This well-illustrated book provides strong qualitative and comparative support for the main arguments developed by Nerida Ellerton and Ken Clements in their groundbreaking Rewriting this History of School Mathematics in North America 1607–1861: The Central Role of Cyphering Books. Eleven extraordinary handwritten school mathematics manuscripts are carefully analyzed―six were prepared entirely in Great Britain, four entirely in North America, and 1 partly in Great Britain and partly in North America. The earliest of the 11 cyphering books was prepared around 1630, and the latest in 1835. Seven of the manuscripts were arithmetic cyphering books; three were navigation cyphering books, and one was a mensuration/surveying manuscript.
One of the cyphering books examined in this book was prepared, over the period 1819–1826, by a young Abraham Lincoln, when he was attending small one-teacher schools in remote Spencer County, Indiana. Chapter 6 in this book provides the first detailed analysis of young Abraham’s cyphering book―which is easily the oldest surviving Lincoln manuscript. Another cyphering book, this one prepared by William Beattie in 1835, could have been prepared as a special gift for the King of England. The analyses make clear the extent of the control which the cyphering tradition had over school mathematics in North America and Great Britain between 1630 and 1840.

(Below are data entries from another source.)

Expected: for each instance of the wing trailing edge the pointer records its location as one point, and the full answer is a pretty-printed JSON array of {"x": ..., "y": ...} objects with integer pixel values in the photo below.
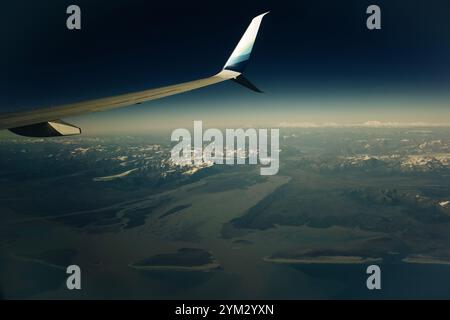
[{"x": 44, "y": 122}]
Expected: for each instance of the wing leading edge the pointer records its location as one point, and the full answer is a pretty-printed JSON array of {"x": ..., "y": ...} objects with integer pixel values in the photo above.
[{"x": 44, "y": 122}]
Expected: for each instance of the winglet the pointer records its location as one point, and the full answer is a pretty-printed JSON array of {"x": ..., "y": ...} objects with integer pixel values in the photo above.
[{"x": 241, "y": 54}]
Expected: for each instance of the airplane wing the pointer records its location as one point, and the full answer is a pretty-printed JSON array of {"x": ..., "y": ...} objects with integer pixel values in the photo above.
[{"x": 45, "y": 122}]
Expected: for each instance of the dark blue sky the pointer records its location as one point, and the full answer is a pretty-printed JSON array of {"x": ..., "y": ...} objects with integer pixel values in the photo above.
[{"x": 307, "y": 48}]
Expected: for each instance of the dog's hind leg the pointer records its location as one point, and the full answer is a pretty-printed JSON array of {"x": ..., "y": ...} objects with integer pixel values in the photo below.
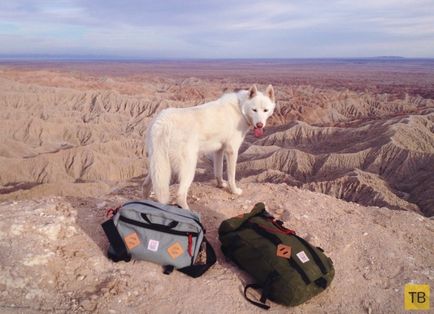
[
  {"x": 147, "y": 185},
  {"x": 186, "y": 171},
  {"x": 218, "y": 168}
]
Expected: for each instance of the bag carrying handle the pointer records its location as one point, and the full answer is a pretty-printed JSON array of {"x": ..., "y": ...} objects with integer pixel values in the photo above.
[
  {"x": 172, "y": 224},
  {"x": 265, "y": 290},
  {"x": 198, "y": 270}
]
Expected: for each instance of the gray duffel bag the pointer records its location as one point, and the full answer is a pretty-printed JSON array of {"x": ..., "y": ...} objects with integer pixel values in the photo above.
[{"x": 164, "y": 234}]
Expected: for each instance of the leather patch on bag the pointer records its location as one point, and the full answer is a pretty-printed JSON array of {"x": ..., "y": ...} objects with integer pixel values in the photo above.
[
  {"x": 175, "y": 250},
  {"x": 283, "y": 251},
  {"x": 132, "y": 240}
]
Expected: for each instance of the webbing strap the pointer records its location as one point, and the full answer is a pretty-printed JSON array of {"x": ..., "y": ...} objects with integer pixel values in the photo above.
[{"x": 117, "y": 251}]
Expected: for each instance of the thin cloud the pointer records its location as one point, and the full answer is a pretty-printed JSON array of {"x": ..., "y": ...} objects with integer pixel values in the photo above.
[{"x": 275, "y": 28}]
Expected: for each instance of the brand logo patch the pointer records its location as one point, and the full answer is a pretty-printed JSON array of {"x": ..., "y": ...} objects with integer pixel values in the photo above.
[
  {"x": 283, "y": 251},
  {"x": 175, "y": 250},
  {"x": 153, "y": 245},
  {"x": 132, "y": 240},
  {"x": 302, "y": 257}
]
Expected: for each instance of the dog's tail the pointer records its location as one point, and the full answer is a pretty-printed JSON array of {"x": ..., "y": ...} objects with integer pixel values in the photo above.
[{"x": 159, "y": 166}]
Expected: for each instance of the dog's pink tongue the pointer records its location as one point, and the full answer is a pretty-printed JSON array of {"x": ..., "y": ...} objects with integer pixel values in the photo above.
[{"x": 259, "y": 132}]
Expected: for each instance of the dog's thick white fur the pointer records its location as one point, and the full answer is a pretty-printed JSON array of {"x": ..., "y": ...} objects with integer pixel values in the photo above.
[{"x": 176, "y": 136}]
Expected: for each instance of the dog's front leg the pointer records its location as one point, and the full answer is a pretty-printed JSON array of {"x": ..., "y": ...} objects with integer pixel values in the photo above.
[
  {"x": 218, "y": 168},
  {"x": 231, "y": 158}
]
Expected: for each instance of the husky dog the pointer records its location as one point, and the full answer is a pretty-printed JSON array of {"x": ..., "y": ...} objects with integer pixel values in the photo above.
[{"x": 176, "y": 136}]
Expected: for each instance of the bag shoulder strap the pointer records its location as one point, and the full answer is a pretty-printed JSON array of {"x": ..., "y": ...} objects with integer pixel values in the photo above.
[
  {"x": 117, "y": 250},
  {"x": 198, "y": 270}
]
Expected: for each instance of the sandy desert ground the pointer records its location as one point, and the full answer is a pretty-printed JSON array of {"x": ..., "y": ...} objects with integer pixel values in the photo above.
[{"x": 361, "y": 131}]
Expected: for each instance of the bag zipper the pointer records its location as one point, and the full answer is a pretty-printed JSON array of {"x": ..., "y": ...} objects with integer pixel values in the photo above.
[
  {"x": 156, "y": 207},
  {"x": 152, "y": 227}
]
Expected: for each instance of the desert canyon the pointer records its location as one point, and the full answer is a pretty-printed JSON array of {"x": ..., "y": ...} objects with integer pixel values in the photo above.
[{"x": 347, "y": 161}]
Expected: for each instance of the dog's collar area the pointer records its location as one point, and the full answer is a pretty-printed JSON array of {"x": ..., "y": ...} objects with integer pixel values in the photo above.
[{"x": 246, "y": 118}]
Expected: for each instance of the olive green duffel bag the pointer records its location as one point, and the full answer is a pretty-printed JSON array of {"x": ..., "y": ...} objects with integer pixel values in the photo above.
[{"x": 285, "y": 267}]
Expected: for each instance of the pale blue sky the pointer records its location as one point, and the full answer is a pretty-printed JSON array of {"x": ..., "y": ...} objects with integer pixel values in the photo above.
[{"x": 218, "y": 29}]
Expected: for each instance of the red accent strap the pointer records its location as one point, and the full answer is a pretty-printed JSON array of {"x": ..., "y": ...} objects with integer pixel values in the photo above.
[
  {"x": 190, "y": 244},
  {"x": 110, "y": 212}
]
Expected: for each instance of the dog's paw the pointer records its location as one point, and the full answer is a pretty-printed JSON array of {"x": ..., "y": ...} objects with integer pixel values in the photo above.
[
  {"x": 222, "y": 184},
  {"x": 237, "y": 191}
]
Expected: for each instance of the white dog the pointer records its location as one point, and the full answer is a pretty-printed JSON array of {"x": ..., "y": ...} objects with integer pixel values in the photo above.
[{"x": 176, "y": 136}]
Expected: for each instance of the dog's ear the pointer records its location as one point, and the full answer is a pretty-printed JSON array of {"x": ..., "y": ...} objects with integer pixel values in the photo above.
[
  {"x": 270, "y": 92},
  {"x": 253, "y": 91}
]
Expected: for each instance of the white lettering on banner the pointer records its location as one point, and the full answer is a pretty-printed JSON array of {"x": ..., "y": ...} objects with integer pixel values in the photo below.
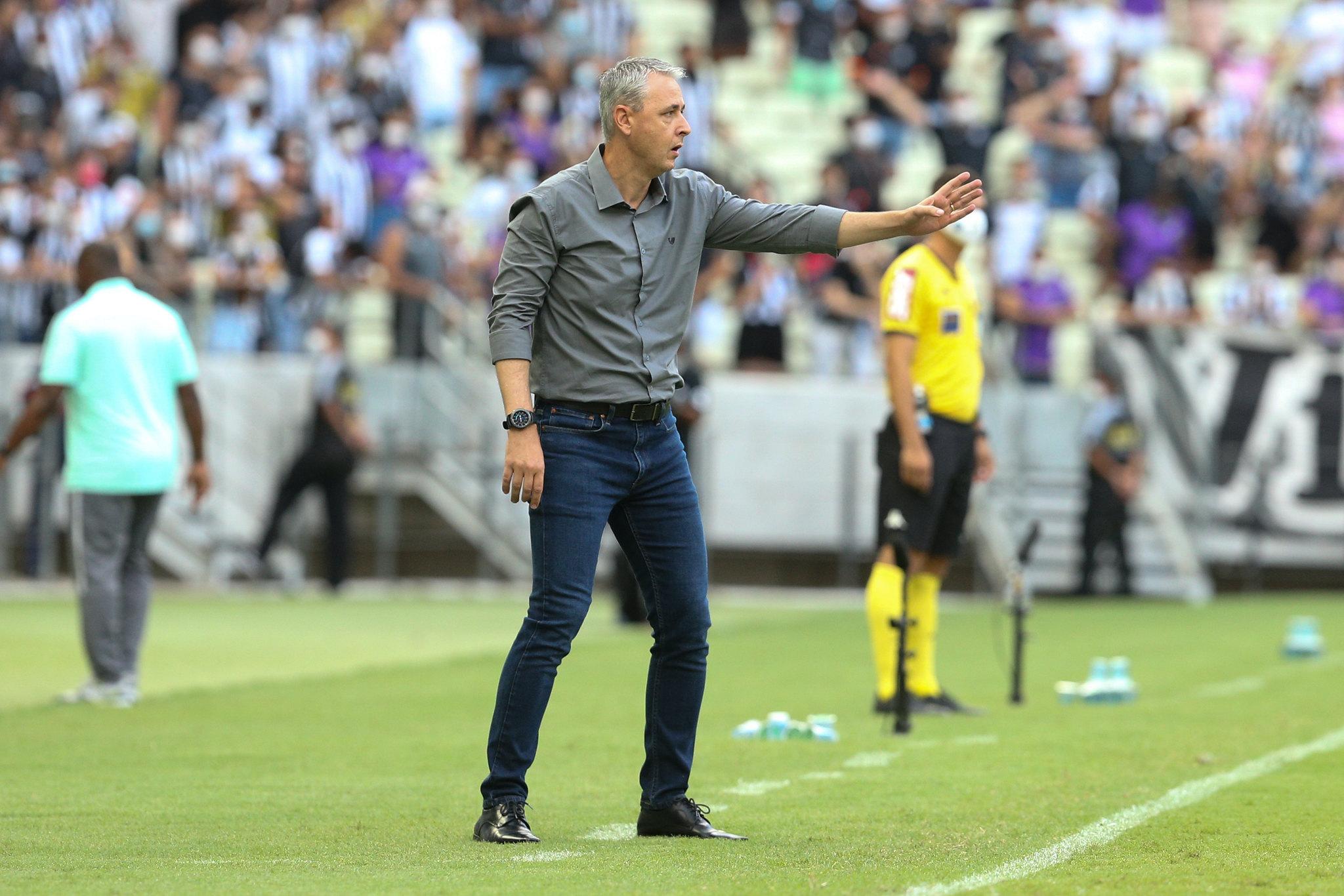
[
  {"x": 1274, "y": 419},
  {"x": 901, "y": 293}
]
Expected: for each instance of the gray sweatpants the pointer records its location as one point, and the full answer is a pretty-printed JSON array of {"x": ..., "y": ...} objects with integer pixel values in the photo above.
[{"x": 112, "y": 575}]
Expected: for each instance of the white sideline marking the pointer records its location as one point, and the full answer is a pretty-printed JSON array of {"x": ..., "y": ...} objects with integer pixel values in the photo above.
[
  {"x": 550, "y": 856},
  {"x": 1112, "y": 826},
  {"x": 619, "y": 830},
  {"x": 1230, "y": 688},
  {"x": 878, "y": 760},
  {"x": 756, "y": 788}
]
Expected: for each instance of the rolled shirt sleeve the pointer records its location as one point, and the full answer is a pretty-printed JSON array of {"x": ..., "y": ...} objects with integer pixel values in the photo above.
[
  {"x": 526, "y": 266},
  {"x": 61, "y": 354},
  {"x": 750, "y": 226}
]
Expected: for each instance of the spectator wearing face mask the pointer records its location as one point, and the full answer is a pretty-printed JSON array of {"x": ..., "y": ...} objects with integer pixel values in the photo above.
[
  {"x": 1092, "y": 33},
  {"x": 1143, "y": 27},
  {"x": 1160, "y": 298},
  {"x": 190, "y": 88},
  {"x": 1261, "y": 297},
  {"x": 337, "y": 439},
  {"x": 1019, "y": 218},
  {"x": 507, "y": 30},
  {"x": 1137, "y": 133},
  {"x": 291, "y": 60},
  {"x": 864, "y": 163},
  {"x": 414, "y": 257},
  {"x": 1150, "y": 232},
  {"x": 342, "y": 180},
  {"x": 442, "y": 64},
  {"x": 1034, "y": 55},
  {"x": 1323, "y": 301},
  {"x": 393, "y": 161},
  {"x": 533, "y": 127},
  {"x": 1066, "y": 140},
  {"x": 808, "y": 31},
  {"x": 963, "y": 131}
]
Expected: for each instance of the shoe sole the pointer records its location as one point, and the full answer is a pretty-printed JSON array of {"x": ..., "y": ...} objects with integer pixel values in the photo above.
[{"x": 478, "y": 837}]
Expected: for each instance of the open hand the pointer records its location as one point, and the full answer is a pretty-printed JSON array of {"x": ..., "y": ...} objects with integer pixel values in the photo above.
[
  {"x": 955, "y": 201},
  {"x": 198, "y": 479}
]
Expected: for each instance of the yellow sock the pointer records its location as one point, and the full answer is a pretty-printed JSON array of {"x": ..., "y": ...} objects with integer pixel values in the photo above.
[
  {"x": 883, "y": 603},
  {"x": 924, "y": 633}
]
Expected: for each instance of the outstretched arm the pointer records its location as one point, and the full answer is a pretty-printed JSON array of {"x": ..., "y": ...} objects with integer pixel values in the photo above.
[
  {"x": 42, "y": 403},
  {"x": 198, "y": 478},
  {"x": 955, "y": 201}
]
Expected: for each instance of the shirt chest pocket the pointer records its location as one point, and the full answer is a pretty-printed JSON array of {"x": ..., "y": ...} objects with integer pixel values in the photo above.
[{"x": 605, "y": 270}]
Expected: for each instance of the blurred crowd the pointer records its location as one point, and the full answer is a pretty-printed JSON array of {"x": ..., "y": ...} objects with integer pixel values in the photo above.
[
  {"x": 1203, "y": 170},
  {"x": 277, "y": 163},
  {"x": 268, "y": 160}
]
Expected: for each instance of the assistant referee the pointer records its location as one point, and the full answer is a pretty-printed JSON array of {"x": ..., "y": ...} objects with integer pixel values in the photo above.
[
  {"x": 929, "y": 452},
  {"x": 591, "y": 305}
]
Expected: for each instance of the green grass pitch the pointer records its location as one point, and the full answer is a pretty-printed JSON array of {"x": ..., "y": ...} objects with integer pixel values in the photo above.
[{"x": 314, "y": 747}]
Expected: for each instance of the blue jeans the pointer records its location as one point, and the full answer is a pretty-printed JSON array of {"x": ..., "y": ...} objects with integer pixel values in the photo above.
[{"x": 633, "y": 478}]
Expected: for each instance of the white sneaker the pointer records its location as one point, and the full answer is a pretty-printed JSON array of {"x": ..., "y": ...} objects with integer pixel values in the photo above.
[
  {"x": 91, "y": 691},
  {"x": 125, "y": 693}
]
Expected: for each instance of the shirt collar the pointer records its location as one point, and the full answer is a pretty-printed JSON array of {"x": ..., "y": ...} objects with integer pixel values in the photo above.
[
  {"x": 108, "y": 284},
  {"x": 605, "y": 190}
]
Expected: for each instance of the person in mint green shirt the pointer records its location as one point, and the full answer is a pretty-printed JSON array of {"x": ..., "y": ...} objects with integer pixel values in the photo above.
[{"x": 124, "y": 365}]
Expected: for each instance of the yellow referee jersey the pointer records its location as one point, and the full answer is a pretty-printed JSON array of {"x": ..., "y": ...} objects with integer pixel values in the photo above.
[{"x": 921, "y": 297}]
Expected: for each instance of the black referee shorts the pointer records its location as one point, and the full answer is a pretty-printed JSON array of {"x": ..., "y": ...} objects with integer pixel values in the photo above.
[{"x": 934, "y": 518}]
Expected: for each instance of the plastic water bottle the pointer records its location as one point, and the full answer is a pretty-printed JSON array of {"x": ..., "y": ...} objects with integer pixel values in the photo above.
[
  {"x": 1066, "y": 691},
  {"x": 922, "y": 419},
  {"x": 1304, "y": 638},
  {"x": 823, "y": 729},
  {"x": 1097, "y": 688},
  {"x": 1123, "y": 688},
  {"x": 777, "y": 725},
  {"x": 749, "y": 730}
]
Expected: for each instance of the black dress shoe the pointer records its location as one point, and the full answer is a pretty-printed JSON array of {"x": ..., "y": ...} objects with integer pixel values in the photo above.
[
  {"x": 505, "y": 824},
  {"x": 683, "y": 819},
  {"x": 942, "y": 704}
]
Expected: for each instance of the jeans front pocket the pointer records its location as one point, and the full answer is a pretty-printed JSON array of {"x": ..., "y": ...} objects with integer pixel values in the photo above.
[{"x": 564, "y": 419}]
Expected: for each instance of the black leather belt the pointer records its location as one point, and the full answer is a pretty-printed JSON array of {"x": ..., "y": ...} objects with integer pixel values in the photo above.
[{"x": 637, "y": 411}]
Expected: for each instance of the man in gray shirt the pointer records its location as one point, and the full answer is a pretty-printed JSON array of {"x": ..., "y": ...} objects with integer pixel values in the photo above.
[{"x": 591, "y": 304}]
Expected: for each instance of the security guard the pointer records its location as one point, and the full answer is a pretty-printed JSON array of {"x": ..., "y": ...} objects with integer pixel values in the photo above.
[{"x": 929, "y": 452}]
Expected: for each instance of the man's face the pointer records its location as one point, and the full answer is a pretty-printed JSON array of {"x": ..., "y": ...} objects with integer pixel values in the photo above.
[{"x": 659, "y": 129}]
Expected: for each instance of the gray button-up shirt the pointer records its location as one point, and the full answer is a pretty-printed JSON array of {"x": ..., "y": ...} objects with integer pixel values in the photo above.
[{"x": 598, "y": 296}]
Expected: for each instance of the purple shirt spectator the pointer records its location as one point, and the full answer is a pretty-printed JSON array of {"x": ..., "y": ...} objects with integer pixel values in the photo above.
[
  {"x": 1150, "y": 234},
  {"x": 390, "y": 170},
  {"x": 1327, "y": 298},
  {"x": 1144, "y": 7},
  {"x": 538, "y": 144},
  {"x": 1038, "y": 296}
]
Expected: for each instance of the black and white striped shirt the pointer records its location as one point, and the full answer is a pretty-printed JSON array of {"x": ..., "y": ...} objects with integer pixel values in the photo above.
[
  {"x": 342, "y": 180},
  {"x": 292, "y": 70},
  {"x": 609, "y": 24}
]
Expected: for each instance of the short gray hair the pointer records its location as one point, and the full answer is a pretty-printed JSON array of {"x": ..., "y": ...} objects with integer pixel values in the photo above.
[{"x": 627, "y": 83}]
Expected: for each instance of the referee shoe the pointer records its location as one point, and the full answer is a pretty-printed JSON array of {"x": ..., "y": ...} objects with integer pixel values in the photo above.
[
  {"x": 505, "y": 824},
  {"x": 942, "y": 704}
]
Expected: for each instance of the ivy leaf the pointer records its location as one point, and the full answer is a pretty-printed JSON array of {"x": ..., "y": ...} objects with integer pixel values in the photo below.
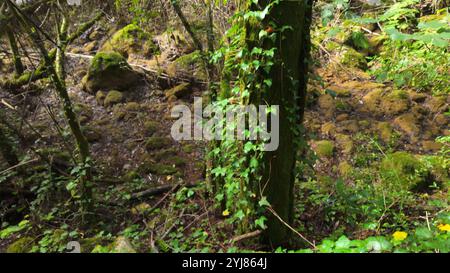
[
  {"x": 342, "y": 242},
  {"x": 263, "y": 202},
  {"x": 260, "y": 222}
]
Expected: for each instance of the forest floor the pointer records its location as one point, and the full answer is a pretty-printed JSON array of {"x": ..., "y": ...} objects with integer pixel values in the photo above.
[{"x": 351, "y": 120}]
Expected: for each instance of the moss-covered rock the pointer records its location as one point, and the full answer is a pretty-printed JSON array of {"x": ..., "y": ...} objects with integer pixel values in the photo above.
[
  {"x": 88, "y": 244},
  {"x": 113, "y": 97},
  {"x": 22, "y": 245},
  {"x": 189, "y": 64},
  {"x": 327, "y": 105},
  {"x": 89, "y": 47},
  {"x": 380, "y": 103},
  {"x": 324, "y": 148},
  {"x": 122, "y": 245},
  {"x": 131, "y": 175},
  {"x": 345, "y": 169},
  {"x": 132, "y": 107},
  {"x": 177, "y": 161},
  {"x": 345, "y": 142},
  {"x": 100, "y": 97},
  {"x": 109, "y": 71},
  {"x": 131, "y": 40},
  {"x": 431, "y": 146},
  {"x": 385, "y": 131},
  {"x": 352, "y": 58},
  {"x": 438, "y": 104},
  {"x": 409, "y": 124},
  {"x": 158, "y": 168},
  {"x": 328, "y": 129},
  {"x": 403, "y": 171},
  {"x": 84, "y": 112},
  {"x": 163, "y": 154},
  {"x": 188, "y": 148},
  {"x": 151, "y": 127},
  {"x": 154, "y": 143},
  {"x": 179, "y": 91},
  {"x": 92, "y": 134}
]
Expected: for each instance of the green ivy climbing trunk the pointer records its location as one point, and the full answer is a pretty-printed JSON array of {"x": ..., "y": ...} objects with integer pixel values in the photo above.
[{"x": 289, "y": 78}]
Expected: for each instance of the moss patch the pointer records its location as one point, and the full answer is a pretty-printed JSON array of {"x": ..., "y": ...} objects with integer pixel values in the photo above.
[
  {"x": 151, "y": 127},
  {"x": 352, "y": 58},
  {"x": 158, "y": 168},
  {"x": 109, "y": 71},
  {"x": 403, "y": 171},
  {"x": 324, "y": 148},
  {"x": 179, "y": 91},
  {"x": 22, "y": 245},
  {"x": 189, "y": 64},
  {"x": 154, "y": 143},
  {"x": 113, "y": 97},
  {"x": 131, "y": 40},
  {"x": 379, "y": 102},
  {"x": 385, "y": 131}
]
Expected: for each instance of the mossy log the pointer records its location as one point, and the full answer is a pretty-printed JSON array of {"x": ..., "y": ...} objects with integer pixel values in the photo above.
[{"x": 41, "y": 72}]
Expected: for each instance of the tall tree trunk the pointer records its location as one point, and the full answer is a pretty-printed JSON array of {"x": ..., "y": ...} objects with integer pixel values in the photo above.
[
  {"x": 18, "y": 66},
  {"x": 288, "y": 91},
  {"x": 57, "y": 77},
  {"x": 6, "y": 148}
]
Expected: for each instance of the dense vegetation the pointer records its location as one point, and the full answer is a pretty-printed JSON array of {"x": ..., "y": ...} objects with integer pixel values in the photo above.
[{"x": 86, "y": 153}]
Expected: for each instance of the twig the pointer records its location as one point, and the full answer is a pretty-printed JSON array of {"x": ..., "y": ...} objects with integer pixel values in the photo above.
[
  {"x": 18, "y": 165},
  {"x": 291, "y": 228},
  {"x": 245, "y": 236}
]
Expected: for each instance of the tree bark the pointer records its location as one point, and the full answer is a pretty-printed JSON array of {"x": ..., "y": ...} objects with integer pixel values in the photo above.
[{"x": 288, "y": 91}]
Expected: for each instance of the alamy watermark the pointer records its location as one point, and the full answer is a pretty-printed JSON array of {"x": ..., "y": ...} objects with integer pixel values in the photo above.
[{"x": 227, "y": 122}]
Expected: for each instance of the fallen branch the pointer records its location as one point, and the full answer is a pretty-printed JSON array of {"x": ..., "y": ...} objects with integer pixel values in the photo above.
[
  {"x": 41, "y": 72},
  {"x": 246, "y": 236}
]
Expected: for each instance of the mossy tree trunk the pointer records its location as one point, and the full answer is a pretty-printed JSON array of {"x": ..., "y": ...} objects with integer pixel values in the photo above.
[
  {"x": 57, "y": 76},
  {"x": 18, "y": 66},
  {"x": 289, "y": 78}
]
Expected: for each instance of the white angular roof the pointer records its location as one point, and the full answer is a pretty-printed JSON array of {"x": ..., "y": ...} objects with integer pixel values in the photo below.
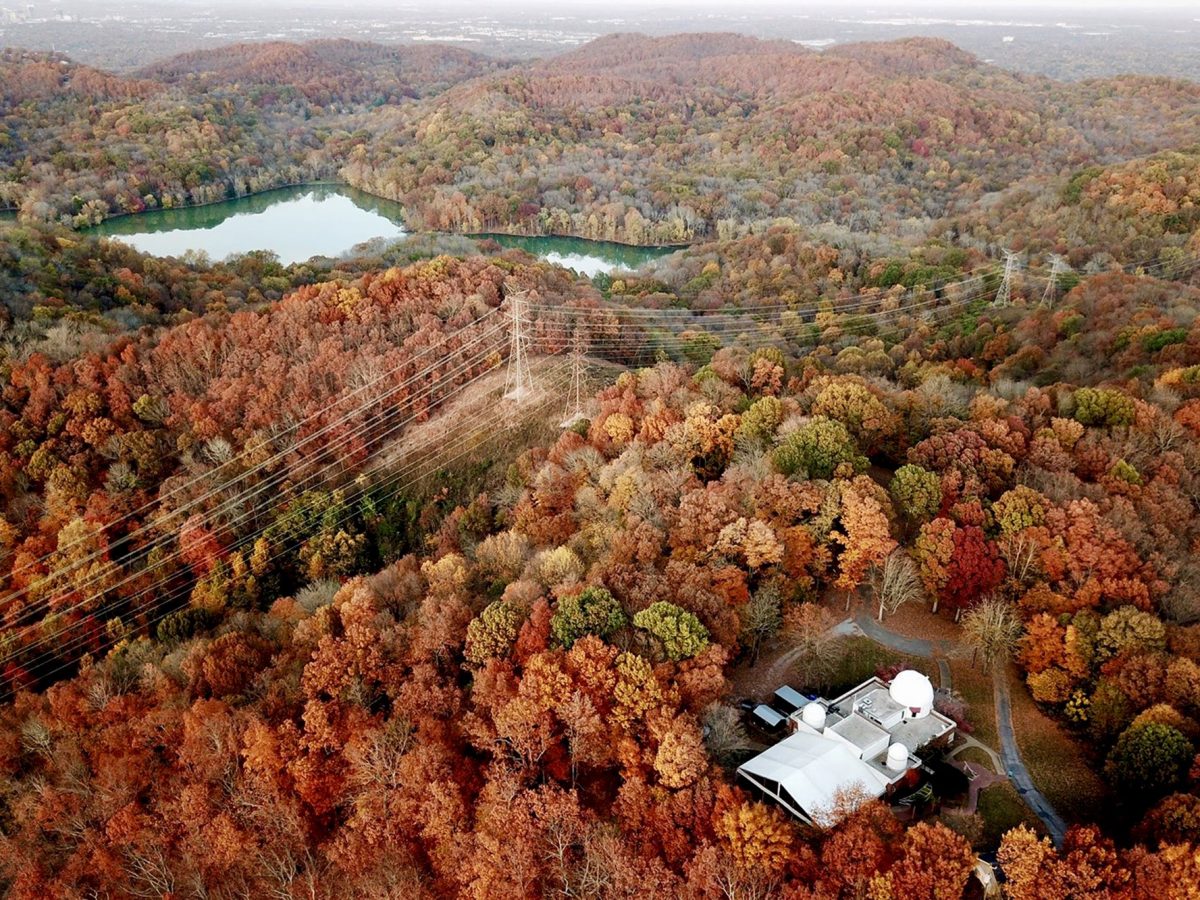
[{"x": 813, "y": 769}]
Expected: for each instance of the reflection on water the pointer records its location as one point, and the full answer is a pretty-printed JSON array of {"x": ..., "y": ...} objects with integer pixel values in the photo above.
[{"x": 298, "y": 223}]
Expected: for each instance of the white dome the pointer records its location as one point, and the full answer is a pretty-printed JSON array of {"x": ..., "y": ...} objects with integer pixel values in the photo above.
[
  {"x": 912, "y": 690},
  {"x": 813, "y": 715}
]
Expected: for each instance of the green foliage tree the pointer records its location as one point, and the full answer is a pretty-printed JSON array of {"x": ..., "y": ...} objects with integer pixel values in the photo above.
[
  {"x": 917, "y": 492},
  {"x": 679, "y": 631},
  {"x": 1103, "y": 406},
  {"x": 492, "y": 633},
  {"x": 1149, "y": 760},
  {"x": 759, "y": 423},
  {"x": 817, "y": 450},
  {"x": 593, "y": 611},
  {"x": 1129, "y": 629}
]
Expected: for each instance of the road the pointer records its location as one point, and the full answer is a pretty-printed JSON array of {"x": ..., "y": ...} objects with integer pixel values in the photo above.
[
  {"x": 1009, "y": 754},
  {"x": 1015, "y": 767}
]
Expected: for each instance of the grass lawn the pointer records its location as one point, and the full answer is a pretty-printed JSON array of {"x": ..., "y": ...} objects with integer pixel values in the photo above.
[
  {"x": 863, "y": 657},
  {"x": 975, "y": 687},
  {"x": 977, "y": 757},
  {"x": 1059, "y": 763},
  {"x": 1002, "y": 809}
]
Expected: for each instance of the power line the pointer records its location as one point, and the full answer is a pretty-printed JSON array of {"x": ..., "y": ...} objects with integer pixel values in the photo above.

In their final chapter Ellerton and Clements identify six lessons from their research into the cyphering tradition which relate to present-day circumstances surrounding school mathematics. These lessons are concerned with sharp differences between intended, implemented and attained curricula, the remarkable value that many students placed upon their cyphering books, the ethnomathematical circumstances which surrounded the preparations of the extraordinary cyphering books, and qualitative differences between British and North American school mathematics.